The Arizona Attorney General's Office has asked the state Supreme Court to set an execution date for a third death-row inmate who has exhausted his appeals.
Daniel Wayne Cook was sentenced to death for killing two men in Lake Havasu City in 1987. The court will consider the request in October or November. If a death warrant is issued, Cook, 49, will be put to death 35 days later.
On Sept. 21, the court issued a death warrant for Jeffrey Landrigan, 50, who killed a Phoenix man in 1989, but declined to issue a warrant for Richard Bible, who murdered a 9-year-old girl in Flagstaff in 1988.

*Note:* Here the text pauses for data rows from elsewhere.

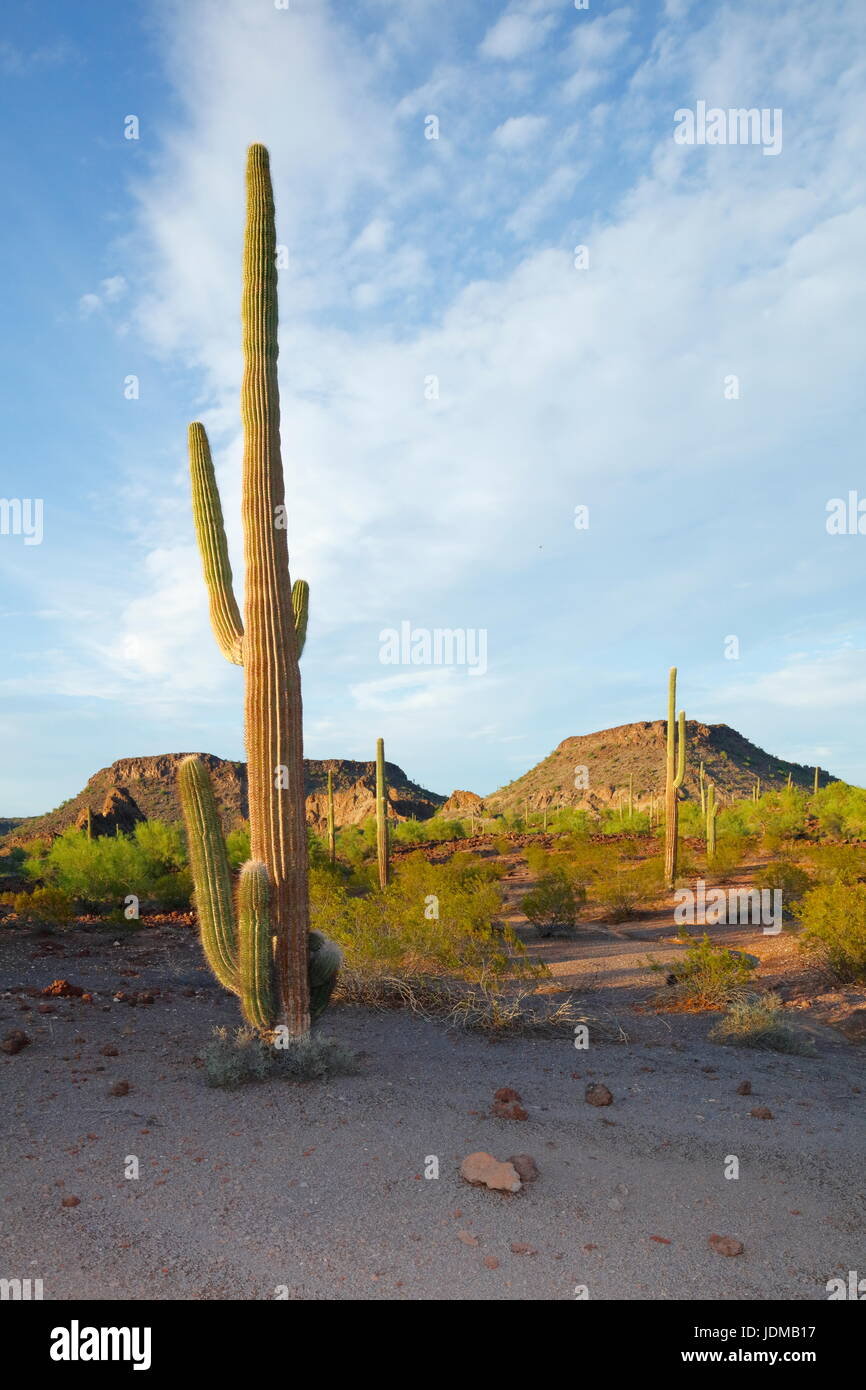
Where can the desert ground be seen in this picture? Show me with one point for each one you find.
(316, 1191)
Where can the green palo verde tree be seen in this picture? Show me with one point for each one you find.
(260, 947)
(673, 780)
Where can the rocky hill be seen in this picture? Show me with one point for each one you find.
(610, 756)
(146, 788)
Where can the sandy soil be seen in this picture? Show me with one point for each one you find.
(321, 1189)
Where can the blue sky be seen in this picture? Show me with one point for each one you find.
(451, 257)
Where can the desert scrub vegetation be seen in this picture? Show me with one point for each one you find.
(704, 977)
(759, 1023)
(553, 904)
(428, 920)
(238, 1057)
(833, 920)
(150, 863)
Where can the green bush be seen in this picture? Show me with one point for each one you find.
(430, 919)
(761, 1023)
(791, 879)
(149, 863)
(705, 976)
(834, 927)
(553, 904)
(45, 906)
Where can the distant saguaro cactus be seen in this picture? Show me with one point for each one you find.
(712, 811)
(673, 780)
(331, 827)
(381, 812)
(266, 950)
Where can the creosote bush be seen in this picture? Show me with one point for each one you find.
(239, 1057)
(761, 1023)
(834, 927)
(704, 977)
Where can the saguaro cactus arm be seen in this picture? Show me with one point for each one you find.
(210, 533)
(210, 872)
(213, 548)
(381, 812)
(256, 961)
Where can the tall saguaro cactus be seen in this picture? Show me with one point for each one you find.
(331, 829)
(712, 811)
(673, 780)
(381, 812)
(273, 901)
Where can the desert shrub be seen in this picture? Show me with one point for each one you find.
(149, 863)
(841, 811)
(163, 845)
(788, 877)
(705, 976)
(838, 863)
(619, 891)
(761, 1023)
(45, 906)
(553, 904)
(834, 927)
(171, 891)
(430, 919)
(238, 845)
(238, 1058)
(730, 854)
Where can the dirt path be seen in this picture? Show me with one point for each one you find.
(321, 1189)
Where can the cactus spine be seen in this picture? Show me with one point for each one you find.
(674, 774)
(381, 812)
(273, 901)
(331, 830)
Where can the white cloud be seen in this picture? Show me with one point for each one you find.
(515, 35)
(519, 131)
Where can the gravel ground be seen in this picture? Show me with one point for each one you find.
(320, 1189)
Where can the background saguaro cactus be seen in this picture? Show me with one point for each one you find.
(381, 812)
(673, 780)
(712, 811)
(273, 901)
(331, 826)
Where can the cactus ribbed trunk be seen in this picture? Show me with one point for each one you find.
(331, 826)
(673, 780)
(381, 812)
(711, 822)
(273, 709)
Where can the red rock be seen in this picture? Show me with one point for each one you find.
(726, 1246)
(509, 1112)
(526, 1165)
(14, 1041)
(598, 1094)
(63, 990)
(484, 1171)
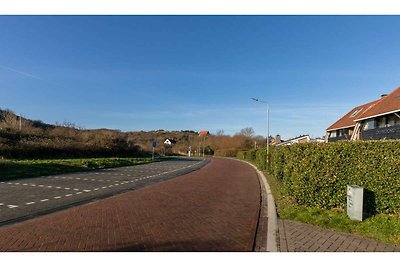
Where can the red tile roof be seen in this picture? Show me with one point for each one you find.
(382, 106)
(386, 105)
(348, 120)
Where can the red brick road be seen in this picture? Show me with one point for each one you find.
(213, 209)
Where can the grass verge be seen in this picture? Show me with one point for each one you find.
(381, 227)
(12, 169)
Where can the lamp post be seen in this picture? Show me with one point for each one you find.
(265, 102)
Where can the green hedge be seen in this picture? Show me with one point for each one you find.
(316, 175)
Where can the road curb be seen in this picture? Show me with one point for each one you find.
(268, 218)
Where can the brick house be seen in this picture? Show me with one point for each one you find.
(379, 119)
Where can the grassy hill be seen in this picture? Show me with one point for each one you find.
(23, 138)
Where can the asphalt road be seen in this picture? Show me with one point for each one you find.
(23, 199)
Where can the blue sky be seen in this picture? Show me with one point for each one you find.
(196, 72)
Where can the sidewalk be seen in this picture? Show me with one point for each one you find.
(292, 236)
(213, 209)
(300, 237)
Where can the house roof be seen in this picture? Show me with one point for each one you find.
(349, 119)
(385, 105)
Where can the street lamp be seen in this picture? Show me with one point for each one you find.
(265, 102)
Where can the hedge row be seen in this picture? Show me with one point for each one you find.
(316, 175)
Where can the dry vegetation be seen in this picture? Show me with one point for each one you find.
(24, 138)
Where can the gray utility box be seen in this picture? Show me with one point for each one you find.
(355, 195)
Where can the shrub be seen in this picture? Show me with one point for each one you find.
(316, 175)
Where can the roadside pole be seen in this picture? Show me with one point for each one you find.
(154, 144)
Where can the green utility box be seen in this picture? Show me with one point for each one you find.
(355, 196)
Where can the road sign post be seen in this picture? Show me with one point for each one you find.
(154, 144)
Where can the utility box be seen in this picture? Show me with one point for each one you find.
(355, 196)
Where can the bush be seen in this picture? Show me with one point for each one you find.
(316, 175)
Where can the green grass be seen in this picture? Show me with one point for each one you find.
(381, 227)
(12, 169)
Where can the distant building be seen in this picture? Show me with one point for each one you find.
(379, 119)
(204, 133)
(169, 141)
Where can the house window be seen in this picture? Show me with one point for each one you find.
(355, 113)
(391, 121)
(381, 122)
(369, 124)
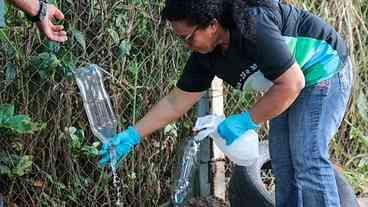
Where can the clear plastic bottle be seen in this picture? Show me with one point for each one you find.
(99, 111)
(96, 102)
(188, 165)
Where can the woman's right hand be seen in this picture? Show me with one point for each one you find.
(122, 143)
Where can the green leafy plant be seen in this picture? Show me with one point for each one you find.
(21, 124)
(77, 143)
(14, 165)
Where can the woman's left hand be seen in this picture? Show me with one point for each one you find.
(52, 31)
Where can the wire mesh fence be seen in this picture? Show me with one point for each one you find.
(57, 164)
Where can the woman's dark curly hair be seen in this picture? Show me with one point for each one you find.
(229, 13)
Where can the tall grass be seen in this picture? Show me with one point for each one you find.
(142, 61)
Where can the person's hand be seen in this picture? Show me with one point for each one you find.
(122, 143)
(235, 125)
(52, 31)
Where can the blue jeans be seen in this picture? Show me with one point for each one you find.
(299, 139)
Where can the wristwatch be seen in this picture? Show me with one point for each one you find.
(41, 12)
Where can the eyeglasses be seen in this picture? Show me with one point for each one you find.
(188, 38)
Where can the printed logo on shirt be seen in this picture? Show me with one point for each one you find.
(247, 72)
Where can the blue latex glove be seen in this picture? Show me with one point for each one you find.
(235, 125)
(123, 142)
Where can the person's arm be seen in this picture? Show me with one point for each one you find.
(170, 108)
(281, 95)
(53, 32)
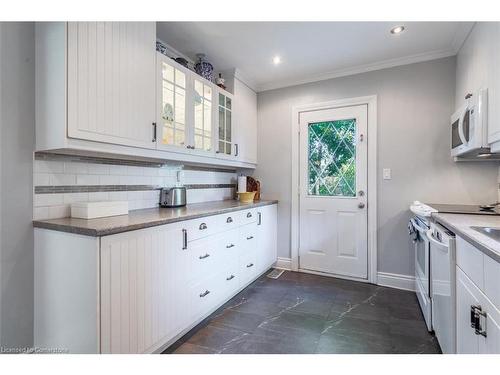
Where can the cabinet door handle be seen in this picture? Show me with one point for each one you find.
(476, 314)
(154, 132)
(184, 239)
(205, 293)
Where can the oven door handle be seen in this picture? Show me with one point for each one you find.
(441, 246)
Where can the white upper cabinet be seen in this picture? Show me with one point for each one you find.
(245, 120)
(478, 66)
(225, 144)
(172, 95)
(101, 88)
(203, 108)
(111, 82)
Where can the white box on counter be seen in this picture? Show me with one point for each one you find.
(93, 210)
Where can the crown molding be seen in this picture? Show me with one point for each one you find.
(390, 63)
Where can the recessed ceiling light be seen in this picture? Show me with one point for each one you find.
(397, 29)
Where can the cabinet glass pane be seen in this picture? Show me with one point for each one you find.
(228, 126)
(332, 158)
(168, 72)
(222, 117)
(207, 92)
(180, 78)
(173, 112)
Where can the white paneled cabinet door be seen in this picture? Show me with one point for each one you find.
(172, 95)
(267, 235)
(142, 304)
(245, 115)
(111, 82)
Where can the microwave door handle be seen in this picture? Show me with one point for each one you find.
(461, 126)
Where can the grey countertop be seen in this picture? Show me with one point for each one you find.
(139, 219)
(461, 224)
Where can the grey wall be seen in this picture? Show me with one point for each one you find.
(17, 142)
(414, 105)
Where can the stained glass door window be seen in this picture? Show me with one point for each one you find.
(332, 158)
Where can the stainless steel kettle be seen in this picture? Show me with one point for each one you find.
(173, 197)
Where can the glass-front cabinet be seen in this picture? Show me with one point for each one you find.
(203, 115)
(225, 124)
(172, 97)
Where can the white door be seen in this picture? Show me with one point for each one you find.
(333, 191)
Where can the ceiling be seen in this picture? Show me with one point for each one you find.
(311, 51)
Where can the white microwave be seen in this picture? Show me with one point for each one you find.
(469, 126)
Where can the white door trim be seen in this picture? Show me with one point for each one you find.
(371, 101)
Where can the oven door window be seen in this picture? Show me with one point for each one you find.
(455, 137)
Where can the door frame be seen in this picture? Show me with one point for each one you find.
(371, 102)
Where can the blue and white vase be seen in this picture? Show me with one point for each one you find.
(204, 68)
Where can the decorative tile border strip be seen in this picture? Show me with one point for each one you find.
(40, 155)
(210, 186)
(100, 188)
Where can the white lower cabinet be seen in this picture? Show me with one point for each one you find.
(478, 315)
(156, 283)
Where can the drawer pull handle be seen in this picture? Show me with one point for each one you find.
(205, 293)
(184, 239)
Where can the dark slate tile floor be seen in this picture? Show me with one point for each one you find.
(302, 313)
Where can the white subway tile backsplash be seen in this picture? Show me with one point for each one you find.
(109, 180)
(40, 213)
(62, 179)
(90, 179)
(56, 212)
(99, 169)
(118, 169)
(41, 179)
(48, 199)
(76, 168)
(75, 197)
(48, 166)
(59, 173)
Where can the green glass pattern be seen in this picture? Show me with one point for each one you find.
(332, 158)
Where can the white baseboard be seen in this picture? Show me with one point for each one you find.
(284, 264)
(394, 280)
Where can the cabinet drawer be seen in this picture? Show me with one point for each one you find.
(470, 260)
(248, 268)
(203, 296)
(246, 216)
(199, 228)
(203, 257)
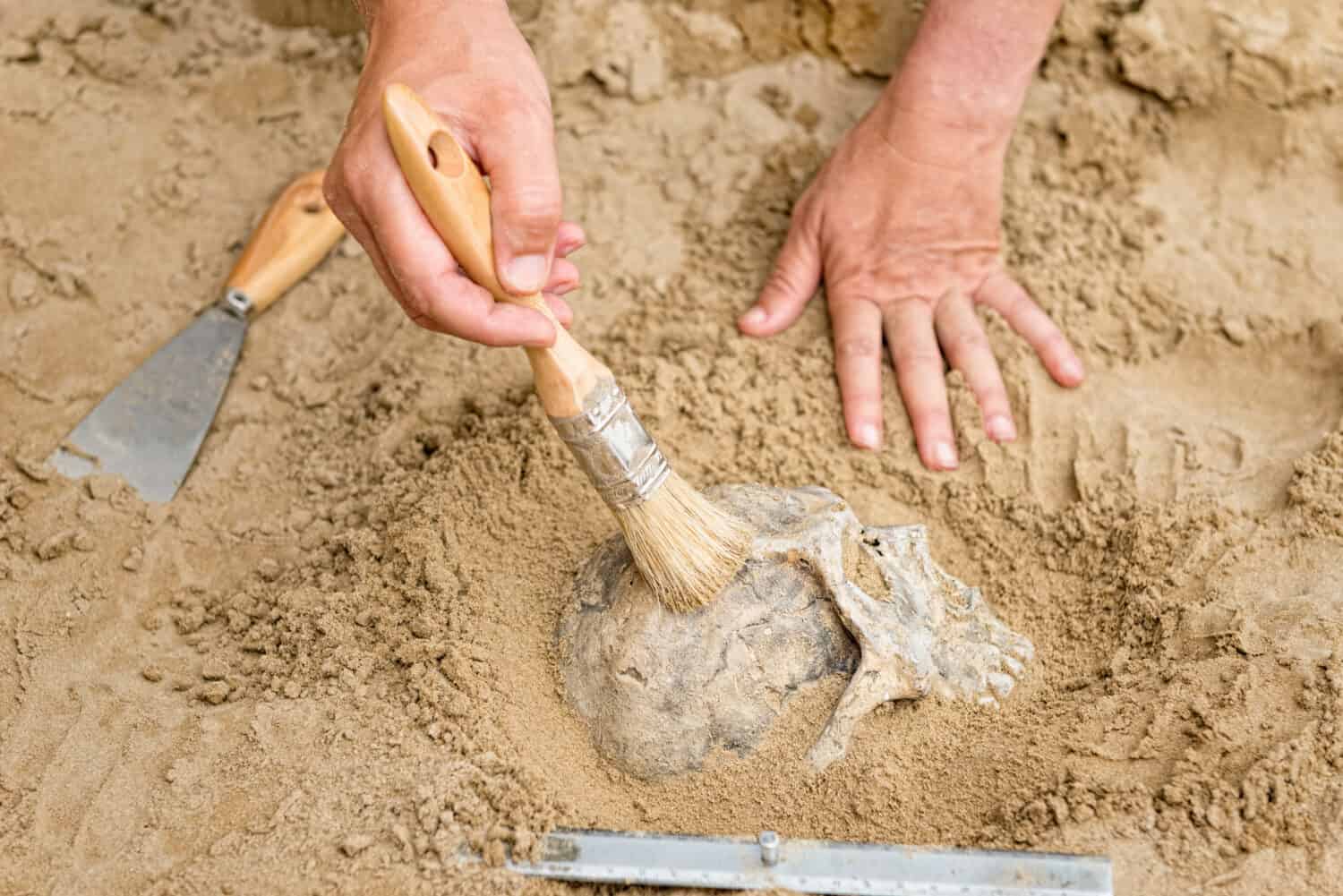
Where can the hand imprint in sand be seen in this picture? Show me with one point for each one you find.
(660, 689)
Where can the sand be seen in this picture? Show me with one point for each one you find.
(329, 662)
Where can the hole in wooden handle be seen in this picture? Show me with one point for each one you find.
(311, 201)
(445, 155)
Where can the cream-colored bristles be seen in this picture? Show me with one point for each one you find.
(687, 547)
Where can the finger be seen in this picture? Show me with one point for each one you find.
(966, 346)
(1006, 295)
(434, 292)
(857, 336)
(923, 386)
(524, 195)
(792, 282)
(338, 199)
(360, 231)
(569, 239)
(564, 277)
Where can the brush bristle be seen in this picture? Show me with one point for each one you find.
(687, 547)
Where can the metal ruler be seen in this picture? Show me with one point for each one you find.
(811, 866)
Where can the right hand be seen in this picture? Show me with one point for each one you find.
(473, 66)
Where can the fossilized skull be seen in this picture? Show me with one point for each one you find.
(822, 594)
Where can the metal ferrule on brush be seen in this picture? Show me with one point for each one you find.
(612, 448)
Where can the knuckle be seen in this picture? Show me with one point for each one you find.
(916, 356)
(967, 343)
(857, 348)
(534, 204)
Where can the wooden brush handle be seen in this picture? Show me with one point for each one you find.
(457, 201)
(295, 235)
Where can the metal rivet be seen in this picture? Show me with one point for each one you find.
(768, 848)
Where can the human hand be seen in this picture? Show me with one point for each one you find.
(902, 223)
(475, 67)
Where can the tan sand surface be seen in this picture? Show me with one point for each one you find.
(329, 662)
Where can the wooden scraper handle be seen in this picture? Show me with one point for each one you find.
(457, 201)
(295, 235)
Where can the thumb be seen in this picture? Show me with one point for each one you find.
(526, 196)
(792, 282)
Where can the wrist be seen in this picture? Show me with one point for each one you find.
(381, 15)
(971, 64)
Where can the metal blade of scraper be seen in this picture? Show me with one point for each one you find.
(811, 866)
(150, 427)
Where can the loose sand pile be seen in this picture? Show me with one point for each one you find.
(330, 661)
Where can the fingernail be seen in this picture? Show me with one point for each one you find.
(754, 317)
(945, 456)
(526, 274)
(1001, 429)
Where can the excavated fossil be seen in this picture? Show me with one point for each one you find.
(661, 689)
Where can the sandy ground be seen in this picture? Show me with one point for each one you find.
(329, 662)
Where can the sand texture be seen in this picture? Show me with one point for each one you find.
(330, 662)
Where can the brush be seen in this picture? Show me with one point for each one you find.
(687, 547)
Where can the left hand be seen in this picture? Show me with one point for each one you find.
(902, 223)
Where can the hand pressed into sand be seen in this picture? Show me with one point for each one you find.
(473, 66)
(902, 225)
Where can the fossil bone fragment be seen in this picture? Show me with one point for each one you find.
(822, 594)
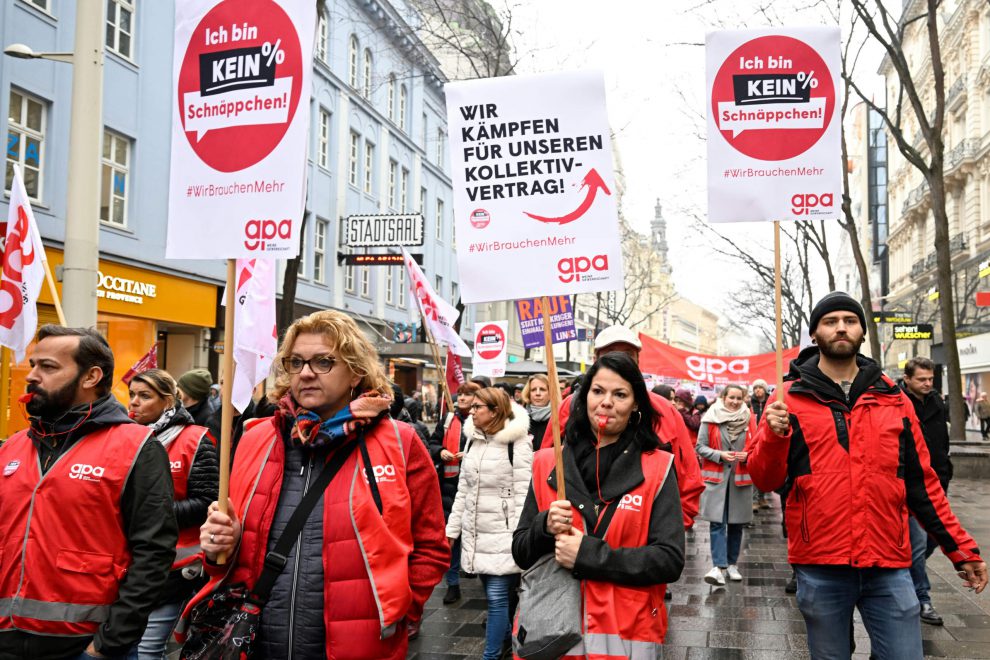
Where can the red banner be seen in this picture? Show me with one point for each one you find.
(665, 360)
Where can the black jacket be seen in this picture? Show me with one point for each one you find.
(149, 525)
(934, 420)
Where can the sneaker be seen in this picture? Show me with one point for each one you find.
(715, 577)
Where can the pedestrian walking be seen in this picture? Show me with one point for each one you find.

Landrigan is set to be executed by lethal injection on Oct. 26. But because one of the three drugs used in Arizona's lethal-injection procedure, which is codified by state and federal court decisions, is in short supply, the Arizona Department of Corrections must inform the court by Friday whether it can obtain enough to carry out the execution.
Executions in Kentucky and Oklahoma have been postponed because of the shortage of thiopental, a barbiturate.
A spokesman for the Department of Corrections declined comment.
But Assistant Arizona Attorney General Kent Cattani told The Republic that he believed the Corrections Department had located a source for the drug. And he believes that the state will obtain enough to carry out as many as four executions by the end of the year.
Cattani also said that if the drug was not available, the state would try to change the lethal-injection protocol to use a drug other than thiopental.
That approach failed in Oklahoma. And the federal court order approving Arizona's execution protocol states that any change could be challenged.
"We will take a close look at any changes," said Dale Baich of the Federal Public Defender's Office.